Les affaires concernant les abus sexuels dans l’Église catholique ne sont pas près de se calmer. Chaque semaine révèle de nouveaux cas, de nouveaux pays touchés, de nouveaux types de personnes salies et détruites par des prêtres et des évêques indignes de leur charge pastorale. Des enfants, des religieuses, des handicapés, la liste semble ne plus pouvoir s’arrêter.
On reste sans voix devant le nombre de souffrances trop longtemps tues, de vies ravagées, impossibles, avec parfois le suicide comme seule issue.
On est scandalisé par cette Église qui, acculée à la réalité de ces agissements, se retranche derrière la responsabilité individuelle de chacun et est incapable de trouver les mots ou les gestes d’un minimum d’empathie, elle qui pourtant se prétend l’unique héritière de « la » religion d’un Dieu d’amour.
On voudrait comprendre pourquoi a surgi cette tornade, active depuis trop longtemps, détruisant tout sur son passage dans un silence sordide.
On voudrait tant, surtout, que tout cela ne se soit jamais passé.
Parce que s’il est faux de dire que nous sommes « tous responsables », ce que certains osent essayer de nous faire croire, en revanche, nous sommes toutes et tous consternés, blessés, malades de ce mal et de ces souffrances injustes. Justice doit d’abord et avant tout être faite, évidemment.

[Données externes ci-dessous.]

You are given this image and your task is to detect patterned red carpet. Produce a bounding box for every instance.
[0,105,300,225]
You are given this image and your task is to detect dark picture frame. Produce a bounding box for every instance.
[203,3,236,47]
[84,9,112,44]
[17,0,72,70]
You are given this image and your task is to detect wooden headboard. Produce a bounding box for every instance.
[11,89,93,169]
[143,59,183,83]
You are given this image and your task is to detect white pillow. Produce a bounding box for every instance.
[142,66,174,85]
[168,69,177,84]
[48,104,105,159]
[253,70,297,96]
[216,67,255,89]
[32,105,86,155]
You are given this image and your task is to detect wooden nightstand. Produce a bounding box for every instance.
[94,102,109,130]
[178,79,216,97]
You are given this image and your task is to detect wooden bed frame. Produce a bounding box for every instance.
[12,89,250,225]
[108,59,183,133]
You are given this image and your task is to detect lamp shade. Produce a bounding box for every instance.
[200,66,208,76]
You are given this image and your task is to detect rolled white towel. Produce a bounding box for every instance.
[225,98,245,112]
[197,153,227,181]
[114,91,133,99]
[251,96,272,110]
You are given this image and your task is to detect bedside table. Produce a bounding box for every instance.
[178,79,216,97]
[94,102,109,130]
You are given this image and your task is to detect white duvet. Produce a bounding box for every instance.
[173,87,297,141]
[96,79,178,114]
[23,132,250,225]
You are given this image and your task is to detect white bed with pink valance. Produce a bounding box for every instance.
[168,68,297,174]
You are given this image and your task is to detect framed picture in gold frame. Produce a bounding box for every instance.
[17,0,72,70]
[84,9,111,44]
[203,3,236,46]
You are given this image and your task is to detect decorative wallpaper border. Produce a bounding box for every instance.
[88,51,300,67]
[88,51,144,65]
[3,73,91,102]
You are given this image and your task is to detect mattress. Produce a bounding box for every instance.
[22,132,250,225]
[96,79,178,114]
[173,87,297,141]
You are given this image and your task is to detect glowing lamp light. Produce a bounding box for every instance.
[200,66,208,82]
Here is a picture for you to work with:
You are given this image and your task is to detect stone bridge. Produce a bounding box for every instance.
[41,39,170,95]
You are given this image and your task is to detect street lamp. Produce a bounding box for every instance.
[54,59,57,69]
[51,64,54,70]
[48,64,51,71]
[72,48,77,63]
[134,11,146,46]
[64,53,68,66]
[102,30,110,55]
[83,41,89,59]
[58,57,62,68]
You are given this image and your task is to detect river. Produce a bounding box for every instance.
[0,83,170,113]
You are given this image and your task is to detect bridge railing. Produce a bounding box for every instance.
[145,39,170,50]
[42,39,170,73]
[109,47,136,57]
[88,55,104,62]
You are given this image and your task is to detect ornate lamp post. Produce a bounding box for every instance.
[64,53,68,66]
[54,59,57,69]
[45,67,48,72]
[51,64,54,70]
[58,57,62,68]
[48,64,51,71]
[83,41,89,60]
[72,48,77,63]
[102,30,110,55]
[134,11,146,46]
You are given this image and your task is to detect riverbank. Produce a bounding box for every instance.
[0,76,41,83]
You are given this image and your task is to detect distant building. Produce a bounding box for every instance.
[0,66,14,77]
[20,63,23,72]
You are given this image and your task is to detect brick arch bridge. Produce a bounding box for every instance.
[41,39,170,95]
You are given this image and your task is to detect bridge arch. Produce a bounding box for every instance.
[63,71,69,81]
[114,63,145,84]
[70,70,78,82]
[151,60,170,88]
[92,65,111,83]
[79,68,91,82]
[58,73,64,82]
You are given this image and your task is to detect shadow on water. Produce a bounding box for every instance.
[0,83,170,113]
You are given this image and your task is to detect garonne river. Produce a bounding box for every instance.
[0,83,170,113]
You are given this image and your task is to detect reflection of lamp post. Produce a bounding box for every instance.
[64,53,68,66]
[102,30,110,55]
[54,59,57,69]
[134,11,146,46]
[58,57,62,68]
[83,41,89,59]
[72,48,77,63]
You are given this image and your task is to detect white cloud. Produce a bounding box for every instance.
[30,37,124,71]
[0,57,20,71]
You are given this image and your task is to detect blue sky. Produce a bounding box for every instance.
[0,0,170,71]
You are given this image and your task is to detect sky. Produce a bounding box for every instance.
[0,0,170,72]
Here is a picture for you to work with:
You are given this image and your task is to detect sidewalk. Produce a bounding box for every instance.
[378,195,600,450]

Commenter, expliquer, comprendre pourquoi et comment cela a pu se produire. Chercher, proposer, espérer que des solutions puissent être apportées et que la situation se transforme. Parce qu’il faut continuer de vivre, avec tout cela, malgré tout cela.
Une question me taraude parmi d’autres : comment et pourquoi l’Église catholique a‑t-elle toléré les abus sexuels de son clergé sur des enfants, notamment, alors qu’elle « réduit à l’état laïc » (une expression qui en dit long sur la haute considération qu’elle a d’elle-même et des autres!), c’est-à-dire qu’elle éjecte purement et simplement le prêtre qui déclare aimer une femme ? Pourquoi l’Église préfère-t-elle « souffrir dans sa chair », comprenez dans celle de ses prêtres et évêques abuseurs, plutôt que d’accepter que des ministres du culte se mettent, par amour, l’alliance au doigt.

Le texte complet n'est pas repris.